Tras las invenciones, también imaginarias, de la teoría cuántica, hemos aprendido que las cosas podrían ser de otro modo. Leer matemáticamente la naturaleza no significa entenderla. Al contrario, es más bien apresarla, obligarla a hablar un determinado lenguaje. Un lenguaje homogéneo (más o menos tedioso), compuesto por relaciones entre magnitudes, que ofrece un cuadro preciso, exacto y, por lo mismo, reductor, deformante e infiel. La vida es pura inexactitud. La vida es chapucera. Avanza en una dirección y, si encuentra un obstáculo, retrocede o cambia de dirección. Se rige no por la pulcra geometría, sino por la práctica del “punto gordo”, ese que pintábamos cuando, en un problema geométrico, las intersecciones no coincidían en el punto debido.

La geometría es, además, imposición. Tiene algo de imperial, como el ejército francés. Desde la perspectiva de la razón vital (si nos ponemos orteguianos), podríamos decir que la geometría y el álgebra son orgullos de juventud.
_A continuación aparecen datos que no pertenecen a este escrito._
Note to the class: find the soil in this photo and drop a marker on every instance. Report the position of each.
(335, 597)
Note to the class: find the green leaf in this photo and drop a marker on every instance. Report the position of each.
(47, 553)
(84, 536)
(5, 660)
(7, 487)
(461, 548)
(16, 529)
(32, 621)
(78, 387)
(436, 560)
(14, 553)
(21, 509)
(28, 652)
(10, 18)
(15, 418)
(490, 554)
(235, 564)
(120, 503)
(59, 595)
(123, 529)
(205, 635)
Por eso son altivas, tienen complejo de superioridad y van por ahí perdonando la vida a las demás ciencias, que no son sino remedos, más o menos chapuceros, de idealidad. El racionalismo es imperial y coercitivo. Impone su juego. La naturaleza, siempre complaciente, habla el lenguaje que le propongamos. Pero ello no significa que tenga “un” lenguaje. Tiene muchos, todos los que queramos proyectar sobre ella. Esos lenguajes pueden ser más o menos restrictivos o liberadores. La elección del lenguaje abrirá o cerrará vías hacia la simpatía, la conexión o la indiferencia, hacia la sintonía o la manipulación. De hecho, la misma naturaleza puede ser vista como un lenguaje simbólico. Ella puede ser, como decía Emerson, espejo del alma. En su reflejo, nuestra alma mecanizada mecaniza el universo. ¿Podremos cambiarla?